Flicking through the television channels one night I came across something that made me shudder with moral disgust but I also couldn’t look away. Reality show ‘Toddlers and Tiaras’, a show about beauty pageants for children held a morbid fascination over me. How can parents think it’s a good idea to tan, dye and preen their little darling children to be judged by a room full of strangers?
At the tender age of just six, Eden Wood, is already a veteran of the child beauty-pageant circuit. She has published a biographical picture book and recently released a single Cutie Patootie, which had its TV debut on CBS in December. Her “career” to date is disturbing on many levels. Can anyone see low self eesteem in this kid’s future?
At this age I was too busy playing with my friends and begging my mother to stay up late not penning lyrics about “rockin out the pageant stage and shakin’ my booty”.
Eden’s mother, a former beauty queen herself (surprise surprise), has been blasted for putting such a young child into the spotlight in this way, but she defends herself saying Eden has made her own choices from the age of three years.
Against this backdrop, it is easy to understand why news that an American-style child beauty pageant, Miss Princess Ireland, set to take place in Dublin next month, has stirred up controversy.
Pageants have a bad name for good reason. Think Little Miss Sunshine, a movie which exposed the seedy underbelly of the competitions; or think of Jon Benet Ramsey, a child star who was murdered at the age of six. These events typically feature little girls made up like miniature glamour models. Children should look like children not pin up girls.
The opposite of her peers, Olive, the character in the Little Miss Sunshine movie, was endearing and beautifully innocent. Up against ultra-competitive highly stylised pre-teens, it was clear she was not in their league and had set herself up for a humiliating experience.
And you have to wonder could this scenario be replicated in an Irish version of the event. The thought of any little girl in that position is heart-breaking.
Since the news first broke, organiser Ms Jorja Gudge has gone into hiding saying she does not want any further media coverage.
She did however give details saying it will be a “glitz pageant” with three sections — sportswear, formal and wow wear. About 40 girls up to the age of 21 can enter and there will be different age categories. The girls will be judged on personality, presentation and beauty with beauty counting for the “least percentage” and personality the most important. After all beauty is only skin deep.
Prizes will be American-style pageant crowns, trophies, sashes and some cash prizes too.
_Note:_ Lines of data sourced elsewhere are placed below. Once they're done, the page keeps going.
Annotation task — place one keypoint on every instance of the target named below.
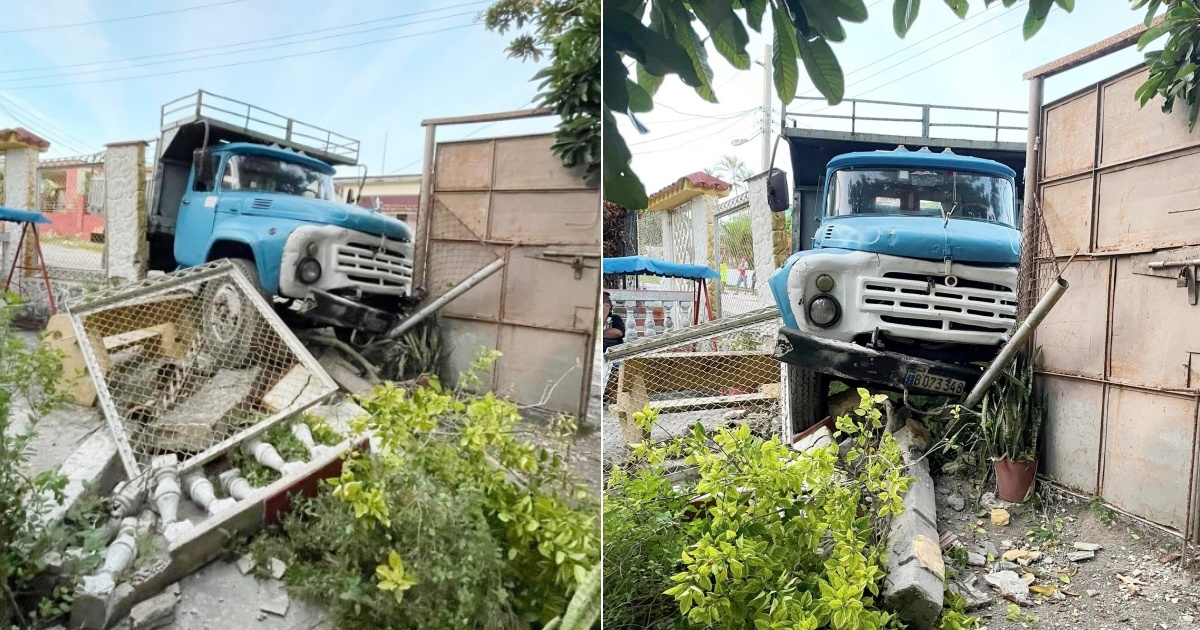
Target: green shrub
(762, 537)
(451, 522)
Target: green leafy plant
(451, 514)
(664, 37)
(1173, 70)
(568, 31)
(1011, 415)
(761, 534)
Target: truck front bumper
(337, 311)
(880, 367)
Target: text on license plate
(923, 379)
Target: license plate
(924, 381)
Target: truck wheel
(229, 321)
(808, 393)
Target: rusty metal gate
(511, 198)
(1117, 190)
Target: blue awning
(22, 216)
(642, 265)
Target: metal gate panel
(1149, 441)
(1150, 205)
(1132, 131)
(527, 163)
(465, 166)
(545, 291)
(541, 365)
(1067, 210)
(460, 216)
(561, 217)
(1071, 149)
(1149, 346)
(1072, 435)
(1073, 334)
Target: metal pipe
(1015, 345)
(447, 298)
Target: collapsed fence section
(712, 373)
(193, 363)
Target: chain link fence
(715, 372)
(192, 364)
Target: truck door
(197, 213)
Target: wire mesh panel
(192, 364)
(71, 195)
(717, 372)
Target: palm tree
(732, 169)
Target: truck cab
(265, 201)
(910, 281)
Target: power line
(124, 18)
(293, 55)
(187, 55)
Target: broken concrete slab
(195, 424)
(913, 587)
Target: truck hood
(925, 238)
(328, 213)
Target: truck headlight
(309, 271)
(823, 311)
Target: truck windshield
(917, 192)
(249, 172)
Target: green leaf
(959, 7)
(904, 13)
(823, 70)
(785, 52)
(1032, 24)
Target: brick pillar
(125, 211)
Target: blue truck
(234, 181)
(909, 280)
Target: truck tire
(808, 394)
(229, 323)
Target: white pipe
(1014, 345)
(462, 287)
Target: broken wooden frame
(192, 363)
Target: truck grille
(372, 270)
(925, 301)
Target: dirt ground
(1126, 586)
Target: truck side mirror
(778, 197)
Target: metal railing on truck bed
(245, 118)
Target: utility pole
(766, 107)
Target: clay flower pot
(1014, 480)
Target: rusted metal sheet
(465, 166)
(555, 292)
(1151, 205)
(1150, 336)
(1073, 334)
(460, 216)
(1072, 433)
(1149, 442)
(1069, 141)
(551, 217)
(526, 163)
(1067, 211)
(541, 367)
(1131, 131)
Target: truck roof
(923, 157)
(275, 151)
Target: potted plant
(1011, 423)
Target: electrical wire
(124, 18)
(187, 55)
(251, 61)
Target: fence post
(125, 211)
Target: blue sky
(943, 60)
(365, 91)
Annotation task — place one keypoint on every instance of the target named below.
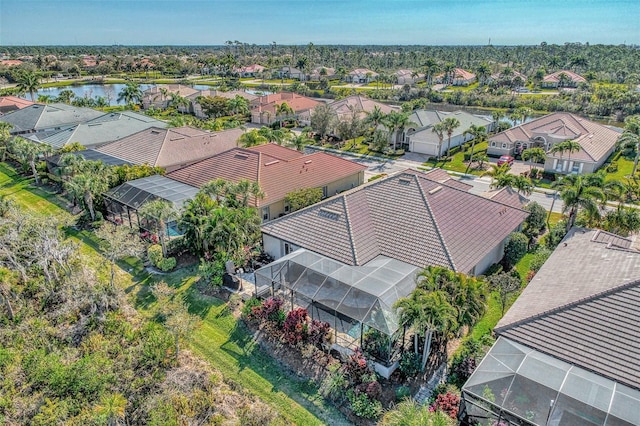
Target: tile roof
(583, 306)
(39, 117)
(596, 140)
(171, 147)
(12, 103)
(268, 103)
(555, 77)
(277, 173)
(408, 216)
(101, 130)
With an entry fee of €110 for young hopefuls, and €5 for anyone besides parents, you don’t have to be a cynic to consider this a money-making scheme.
Beauty pageants are obviously big business. It’s estimated that 250,000 children compete in more than 5,000 pageants in the United States each year.
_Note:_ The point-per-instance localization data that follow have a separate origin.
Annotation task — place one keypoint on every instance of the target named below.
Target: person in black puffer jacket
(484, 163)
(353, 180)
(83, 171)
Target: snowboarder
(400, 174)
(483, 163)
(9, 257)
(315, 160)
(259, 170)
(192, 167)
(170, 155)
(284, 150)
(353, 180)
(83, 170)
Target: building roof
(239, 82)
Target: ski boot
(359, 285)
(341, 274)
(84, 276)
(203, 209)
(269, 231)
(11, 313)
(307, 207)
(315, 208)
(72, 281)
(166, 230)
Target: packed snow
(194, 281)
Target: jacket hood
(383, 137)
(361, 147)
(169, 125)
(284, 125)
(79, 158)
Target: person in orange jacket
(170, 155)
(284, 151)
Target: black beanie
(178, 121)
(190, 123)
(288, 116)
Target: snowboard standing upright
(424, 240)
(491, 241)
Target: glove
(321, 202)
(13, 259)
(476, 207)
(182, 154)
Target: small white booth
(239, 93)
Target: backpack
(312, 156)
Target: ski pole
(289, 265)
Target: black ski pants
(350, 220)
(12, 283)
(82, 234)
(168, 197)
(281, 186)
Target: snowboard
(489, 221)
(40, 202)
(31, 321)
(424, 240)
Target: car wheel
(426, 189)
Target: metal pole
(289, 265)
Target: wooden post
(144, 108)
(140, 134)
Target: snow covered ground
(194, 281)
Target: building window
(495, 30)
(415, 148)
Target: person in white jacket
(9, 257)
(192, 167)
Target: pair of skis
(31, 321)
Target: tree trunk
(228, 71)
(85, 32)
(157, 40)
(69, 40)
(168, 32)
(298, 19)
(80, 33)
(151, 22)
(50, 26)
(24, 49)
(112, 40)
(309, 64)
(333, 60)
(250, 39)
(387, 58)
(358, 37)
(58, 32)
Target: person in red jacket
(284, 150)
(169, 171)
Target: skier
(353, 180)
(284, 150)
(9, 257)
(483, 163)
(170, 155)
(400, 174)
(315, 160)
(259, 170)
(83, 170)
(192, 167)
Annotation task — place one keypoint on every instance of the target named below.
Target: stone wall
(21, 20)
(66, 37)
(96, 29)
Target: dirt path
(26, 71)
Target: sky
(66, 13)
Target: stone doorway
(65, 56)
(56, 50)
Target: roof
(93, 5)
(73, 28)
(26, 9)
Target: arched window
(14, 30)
Eden Wood’s mother Mickie Wood, maintains her daughter has made about €50,000, though she says she has spent $70,000 on beauty essentials, such as spray tans, fake hair and photos — with one dress costing up to $3,000. I am no accountant but those numbers just don’t add up.
More than 20 pageants are held in Britain each year with thousands of girls — and in some cases boys — taking part. Many of the contestants are as young as five and one pageant excludes anyone over the age of 12.
Concerns that these pageants are a breeding ground for paedophiles are rife and real but yet they continue to be open to the general public. Parents are putting their children in dangerous situations and are teaching them how to be sexy and grown up before their time.
For a successful child beauty queen the rewards can be substansial – the winner of Junior Miss British Isles can expect to pocket £2,500.
Sasha Bennington, 13, is one of Britain’s most successful child beauty queens. Her role model is Katie Price and in an attempt to achieve her look she undergoes a gruelling beauty routine which includes a weekly spray tan, acrylic nails each month and regular hair bleaching to make it “super blonde”.
This is the kind of behaviour pageants seem to encourage. So it is naive to expect the Dublin one will be any different?
The event was to take place at the Portmarnock Hotel in Dublin, but this has since changed as the hotel did not want any bad press which might be associated with it.
The Facebook page advertising it seems to be generating interest and according to Ms Gudge, it will be going ahead as “many people would be let down if we did not”.
From the media coverage I have been seeing the only one that would be let down is Tom Hanks as he would not be able to get brilliant material like this.